Bundled in a coat and helping to hold a banner that read: “Peace cannot be achieved by force” was Pat Church, a regular attendee of the peace vigils.
Since the late 1970s, the vigil, according to Church, has been “overarching,” and “inclusive.”
“Our focus is almost anything that has to do with justice whether it’s for women or minorities or different aspects of the war machine in different places, such as Iraq or Afghanistan, or now Africa or Yemen ,” she said.
Church explained that the vigil was started by a couple who had been holding a vigil in Springfield in opposition to war in the 1970s. When the couple relocated to the Pioneer Valley, they decided Amherst needed a vigil, too.
“Some vigils are exclusive. They only want to talk about one issue, but if you want to come and bring a sign and talk about an issue, we’re pretty welcoming,” added Church.
At the vigils, there are a variety of signs displayed. Depending on how many people are present, sometimes they break up into groups of people who want to talk about issues and others who want to hold signs and pass out flyers.

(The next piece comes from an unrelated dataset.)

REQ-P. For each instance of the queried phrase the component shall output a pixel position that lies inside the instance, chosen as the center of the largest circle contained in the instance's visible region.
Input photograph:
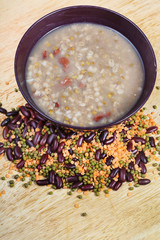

Holding a sign that read, “Stop U.S. Wars,” Dade Singapuri, a regular at the peace vigils, said she attends as often as possible. A particular issue that concerns Singapuri and inspires her to come to the vigils, she said, is U.S. drone attacks. Singapuri is concerned about civilians who she said live in fear of drone attacks on a regular basis, afraid to go out in groups for events like weddings or funerals, since drone attacks are said to target people in large groups.
“Drones are part of our military prison industrial complex. This country is the biggest exporter of weapons in the world. The more people who kill each other … the better our business is.”
Church said that attendance at the vigil is largely dependent on the time of year and the weather. On this chilly day, only about six people were present, and a few people stopped by briefly for a flyer or to talk, and then continued on their way.
Church added that sometimes attendees are people who used to partake in vigils when they were kids, growing up in the Amherst area.
Mark Watkins, another regular attendee, said there were some Sundays before the Iraq War began when a hundred or so people showed up. Often, he said, they get dozens of people. Watkins said he comes to the vigil every Sunday.
Watkins noted that there is free lunch offered every Sunday for anybody who chooses to stay for the entire hour and hold a sign. They get the food from Amherst Chinese Food, not far from where the vigil takes place.
“We don’t know what our effect is just (by) being here,” added Church. “But we have had people come back and say what we talked about here really engaged their mind, and (they) looked into it and wound up changing (their) major or things like that.”